クモに関する研究を40年以上続けているフリッツ・ボールラス教授

クモに関する研究を40年以上続けているフリッツ・ボールラス教授

(CNN) 英オックスフォード大学の屋根の上に設けられた一画。温室に改築した室内では十数匹のジョロウグモが巣を張っている。世話をするフリッツ・ボールラス教授は40年以上にわたりクモと付き合っており、その力に深い造詣を持つ。

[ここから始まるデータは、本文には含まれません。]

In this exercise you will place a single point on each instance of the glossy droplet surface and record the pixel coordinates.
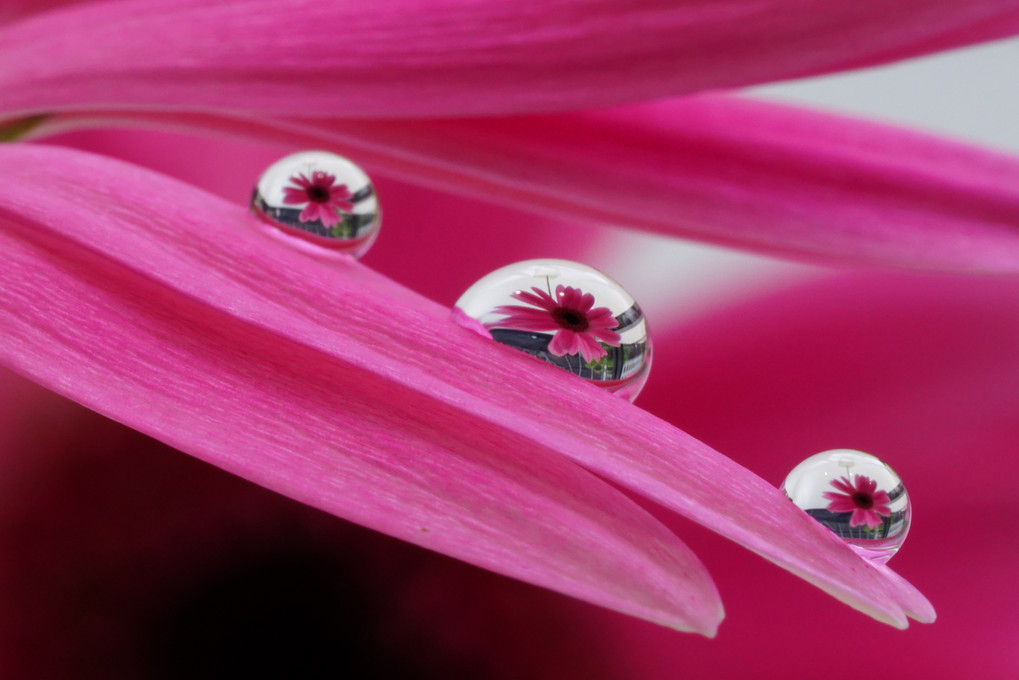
(856, 495)
(568, 315)
(319, 198)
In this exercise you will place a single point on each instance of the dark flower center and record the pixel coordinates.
(863, 501)
(318, 194)
(570, 319)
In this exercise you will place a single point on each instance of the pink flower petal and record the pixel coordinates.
(214, 346)
(428, 58)
(757, 175)
(174, 314)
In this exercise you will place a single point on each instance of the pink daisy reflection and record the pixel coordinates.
(325, 199)
(861, 499)
(578, 327)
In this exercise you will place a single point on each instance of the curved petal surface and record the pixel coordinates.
(453, 57)
(733, 171)
(163, 307)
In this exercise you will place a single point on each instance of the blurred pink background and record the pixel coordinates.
(127, 560)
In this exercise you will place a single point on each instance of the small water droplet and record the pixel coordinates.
(569, 315)
(856, 495)
(319, 198)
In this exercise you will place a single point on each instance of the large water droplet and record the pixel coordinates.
(320, 198)
(569, 315)
(857, 497)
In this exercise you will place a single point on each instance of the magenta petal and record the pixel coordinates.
(336, 399)
(423, 58)
(734, 171)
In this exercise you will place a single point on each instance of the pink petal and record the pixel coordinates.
(214, 346)
(292, 196)
(589, 348)
(734, 171)
(428, 58)
(524, 318)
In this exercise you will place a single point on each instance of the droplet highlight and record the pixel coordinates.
(569, 315)
(321, 199)
(856, 495)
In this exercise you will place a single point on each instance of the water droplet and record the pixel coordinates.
(569, 315)
(857, 497)
(319, 198)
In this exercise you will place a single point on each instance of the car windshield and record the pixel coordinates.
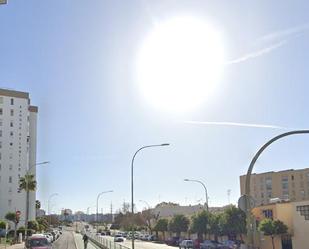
(38, 242)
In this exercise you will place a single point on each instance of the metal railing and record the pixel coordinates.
(104, 242)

クモの紡ぐ糸は、同じ重量で比較した場合には鉄を上回る強度がある一方、極めて柔軟だ。糸の生成にはそれほどエネルギーを必要としない。多くのクモはその糸を食べて再利用し、毎日のように新しい網を生み出している。

ボールラス氏はこうしたクモの力を人体に活用したい考えだ。現在はクモ糸からインプラントを作製する研究に取り組んでおり、再生医療のあり方を一変させる可能性も秘めている。

ボールラス氏はオックスフォード大学の学生だった1960年代、当初は伝書バトの飛行パターンを研究していた。しかし大学の研究で取り上げられることの少なかったクモに興味が移った。